In accounting, a current asset is any asset which can reasonably be expected to be sold, consumed, or exhausted through the normal operations of a business within the current fiscal year or operating cycle or financial year (whichever period is longer). Typical current assets include cash, cash equivalents, short-term investments which in the ordinary activity are mainly related to non-strategic companies in the process of being sold (usually as a result of private negotiations), accounts receivable, stock inventory, supplies, and the portion of prepaid liabilities (sometimes referred to as prepaid expenses) which will be paid within a year. In simple words, assets which are held for a short period are known as current assets. Such assets are expected to be realised in cash or consumed during the normal operating cycle of the business.

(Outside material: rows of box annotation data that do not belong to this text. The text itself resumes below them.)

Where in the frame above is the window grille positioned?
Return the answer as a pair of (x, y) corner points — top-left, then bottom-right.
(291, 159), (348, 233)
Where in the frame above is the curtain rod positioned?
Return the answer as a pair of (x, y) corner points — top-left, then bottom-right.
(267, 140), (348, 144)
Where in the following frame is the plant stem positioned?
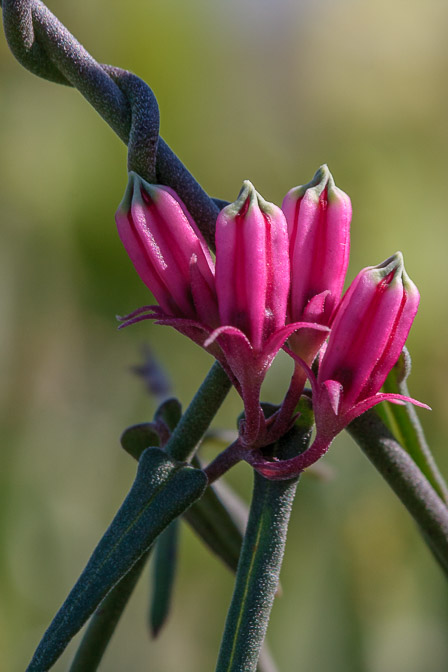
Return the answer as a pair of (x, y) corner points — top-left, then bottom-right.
(348, 410), (448, 575)
(70, 551), (149, 672)
(165, 362), (232, 462)
(216, 473), (297, 672)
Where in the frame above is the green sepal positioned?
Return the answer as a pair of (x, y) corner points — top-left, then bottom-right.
(28, 448), (207, 672)
(148, 518), (179, 637)
(376, 348), (448, 504)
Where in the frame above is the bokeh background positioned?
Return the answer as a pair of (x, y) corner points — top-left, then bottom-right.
(0, 0), (448, 672)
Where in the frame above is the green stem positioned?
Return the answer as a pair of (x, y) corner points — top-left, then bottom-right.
(377, 348), (448, 505)
(70, 551), (149, 672)
(216, 473), (297, 672)
(348, 410), (448, 575)
(165, 362), (232, 462)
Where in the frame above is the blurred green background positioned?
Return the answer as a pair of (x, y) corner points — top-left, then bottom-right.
(0, 0), (448, 672)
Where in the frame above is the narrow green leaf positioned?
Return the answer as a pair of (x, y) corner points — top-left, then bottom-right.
(154, 397), (182, 432)
(120, 422), (160, 462)
(148, 518), (179, 637)
(184, 472), (247, 572)
(377, 348), (448, 504)
(347, 409), (448, 576)
(28, 448), (207, 672)
(216, 427), (310, 672)
(70, 548), (149, 672)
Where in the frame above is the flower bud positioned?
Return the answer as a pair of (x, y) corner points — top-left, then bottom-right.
(318, 252), (419, 415)
(282, 165), (352, 326)
(216, 181), (290, 351)
(245, 252), (429, 479)
(115, 172), (218, 326)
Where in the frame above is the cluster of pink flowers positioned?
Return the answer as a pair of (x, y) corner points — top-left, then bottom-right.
(116, 166), (423, 479)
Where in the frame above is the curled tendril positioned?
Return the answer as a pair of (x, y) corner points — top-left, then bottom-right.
(0, 0), (220, 247)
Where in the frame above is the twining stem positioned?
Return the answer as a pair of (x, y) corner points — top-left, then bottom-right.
(216, 473), (297, 672)
(347, 410), (448, 575)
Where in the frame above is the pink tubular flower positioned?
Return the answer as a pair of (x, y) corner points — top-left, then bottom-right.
(116, 173), (328, 445)
(115, 172), (218, 326)
(282, 165), (352, 326)
(276, 165), (352, 434)
(253, 252), (429, 479)
(205, 181), (326, 445)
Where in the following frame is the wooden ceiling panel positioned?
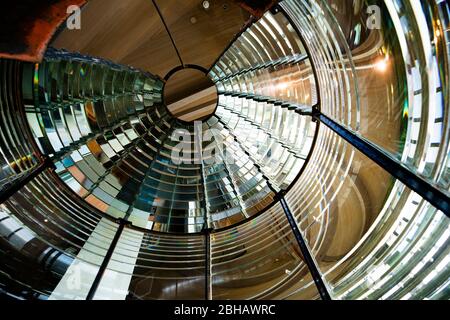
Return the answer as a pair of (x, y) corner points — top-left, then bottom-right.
(156, 0), (250, 69)
(51, 0), (179, 76)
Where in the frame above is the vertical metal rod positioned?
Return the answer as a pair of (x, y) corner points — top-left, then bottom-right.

On a balance sheet, assets will typically be classified into current assets and long-term assets. 

The current ratio is calculated by dividing total current assets by total current liabilities. It is frequently used as an indicator of a company's liquidity, which is its ability to meet short-term obligations. The difference between current assets and current liability is referred to as trade working capital.

The quick ratio, or acid-test, measures the ability of a company to use its near cash or quick assets to extinguish or retire its current liabilities immediately. Quick assets are those that can be quickly turned into cash if necessary. It would not be used for substantial period of time such as, normally, twelve months.